И он заплакал, осеняя меня иконой… Видно было, что он хотел сказать очень много, но не мог говорить от слез.
А я едва сдерживал радостную улыбку — мой выход в жизнь казался мне тогда таким легким, многообещающим. В том, что я достигну в жизни чего-то очень хорошего и буду ее победителем, я не сомневался: мне было шестнадцать лет.
Сели мы с отцом в телегу, положили в ногах маленький сундучок и подушку, и телега покатила по сельской дороге. Светало. Звезды гасли одна за другой. Пышная заря освещала нам путь. В ее розовых лучах плыла чистая, бриллиантовая звездочка.

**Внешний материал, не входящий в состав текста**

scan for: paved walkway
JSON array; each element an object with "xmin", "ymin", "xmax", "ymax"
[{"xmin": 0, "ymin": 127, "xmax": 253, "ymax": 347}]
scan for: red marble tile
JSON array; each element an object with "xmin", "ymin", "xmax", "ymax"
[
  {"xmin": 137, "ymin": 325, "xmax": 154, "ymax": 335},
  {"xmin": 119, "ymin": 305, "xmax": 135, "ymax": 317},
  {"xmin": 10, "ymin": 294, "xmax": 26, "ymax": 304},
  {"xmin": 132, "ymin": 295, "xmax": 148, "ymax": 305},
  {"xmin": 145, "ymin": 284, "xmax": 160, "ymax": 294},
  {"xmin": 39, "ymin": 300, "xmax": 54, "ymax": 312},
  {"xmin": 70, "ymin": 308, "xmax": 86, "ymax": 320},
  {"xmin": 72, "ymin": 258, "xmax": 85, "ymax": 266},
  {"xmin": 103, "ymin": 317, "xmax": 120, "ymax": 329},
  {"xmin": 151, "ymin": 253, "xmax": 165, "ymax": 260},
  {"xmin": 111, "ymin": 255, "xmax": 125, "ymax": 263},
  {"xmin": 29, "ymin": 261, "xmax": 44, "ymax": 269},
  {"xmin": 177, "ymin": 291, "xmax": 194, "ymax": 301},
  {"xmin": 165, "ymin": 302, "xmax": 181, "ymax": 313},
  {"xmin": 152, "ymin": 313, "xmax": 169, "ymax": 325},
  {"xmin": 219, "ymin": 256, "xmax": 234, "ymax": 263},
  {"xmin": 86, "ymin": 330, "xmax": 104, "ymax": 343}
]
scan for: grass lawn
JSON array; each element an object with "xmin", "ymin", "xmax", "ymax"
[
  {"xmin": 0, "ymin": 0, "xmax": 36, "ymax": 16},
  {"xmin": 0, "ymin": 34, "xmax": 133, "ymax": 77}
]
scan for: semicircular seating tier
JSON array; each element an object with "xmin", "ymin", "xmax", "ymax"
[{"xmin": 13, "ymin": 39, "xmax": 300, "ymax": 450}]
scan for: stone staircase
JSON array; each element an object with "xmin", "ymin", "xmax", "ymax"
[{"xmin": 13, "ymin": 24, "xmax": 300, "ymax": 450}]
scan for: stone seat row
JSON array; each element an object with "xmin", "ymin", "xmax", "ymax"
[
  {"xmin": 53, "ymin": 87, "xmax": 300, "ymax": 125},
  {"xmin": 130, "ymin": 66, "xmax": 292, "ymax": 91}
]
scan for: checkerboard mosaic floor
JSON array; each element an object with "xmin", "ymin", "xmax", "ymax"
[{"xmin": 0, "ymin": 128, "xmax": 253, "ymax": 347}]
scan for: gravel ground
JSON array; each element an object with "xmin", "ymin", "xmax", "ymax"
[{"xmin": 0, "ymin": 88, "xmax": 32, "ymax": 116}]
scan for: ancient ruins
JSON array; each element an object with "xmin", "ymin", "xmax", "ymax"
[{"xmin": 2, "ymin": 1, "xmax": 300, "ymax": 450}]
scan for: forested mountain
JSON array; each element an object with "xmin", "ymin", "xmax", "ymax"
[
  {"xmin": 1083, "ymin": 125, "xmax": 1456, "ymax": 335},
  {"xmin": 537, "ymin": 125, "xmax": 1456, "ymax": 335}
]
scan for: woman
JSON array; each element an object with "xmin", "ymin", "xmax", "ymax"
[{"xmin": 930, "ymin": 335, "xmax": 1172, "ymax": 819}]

Розовый свет обливал избы, соломенные крыши, сельскую церковь, околицу, гладь извилистой речки, затерявшейся в зеленых лугах, и кусты, окропленные росой… Все кругом было в розовом свете. Утренний свежий воздух лился в грудь. Я радостно дышал полной грудью и, озираясь по сторонам, беспечно улыбался. А утренняя звездочка так весело плыла и сияла, такая чистенькая, хорошенькая…
Ах, как жаль, что я не сделался ученым, никогда с тех пор не возвращался в деревню, а в городе не рассказал о страданиях народа! Я был брошен на путь неудач, разочарований и мытарств. Изгнанный из учебного заведения, я был гоним повсюду, очутился в рядах «городского пролетариата» и пошел «сквозь строй» жизни. Меня унижали, оскорбляли… Если мужики в деревне считали меня «нехрестьянином», то городские люди ясно видели во мне все признаки «мужика», «плебея». Мне было чуждо многое, что течет в крови интеллигента, на мне не было «долга народу», вся психология моя была неинтеллигентная, знание народа было почерпнуто из жизни, а не из книг, и я чувствовал свою рознь от всех. Как в деревне я слышал враждебное «нехрестьянин», так здесь слышал пренебрежительное «неинтеллигент».
Мои приключения были как бы продолжением приключений моего отца. Я лез «на гору», но черт, по обыкновению, схватывал меня «за ногу» и не давал ничего, кроме грошового заработка, противного канцелярского труда, жизни впроголодь. Я жил одной только надеждой, что в будущем дела пойдут по маслу. Я мечтал о Москве, о вольнослушании в университете, о сцене, о литературе… Стремлений и надежд было много, не было только денег и не было дороги, по которой мог бы я идти.
И вот в это самое время, когда я совсем было нацелился лезть в Москву, черт опять схватил меня «за ногу». Из села пришло от отца письмо.
«А у нас опять голод! — писал он своим корявым почерком. — Мужик совсем обеднял, и у меня никакой работы нет. Прежде хоть добрые люди помогали, а теперь и рады бы помочь, да самим есть нечего. И надумал я, сынок, переехать к тебе в город, там я хоть какую ни на есть работишку найду, и дела наши пойдут по маслу, а здесь совсем с голоду помирать приходится, и с ребятишками. Избу мы продали за сто двадцать пять рублей. Я думаю, что ты не оставишь своего отца…» и т. д.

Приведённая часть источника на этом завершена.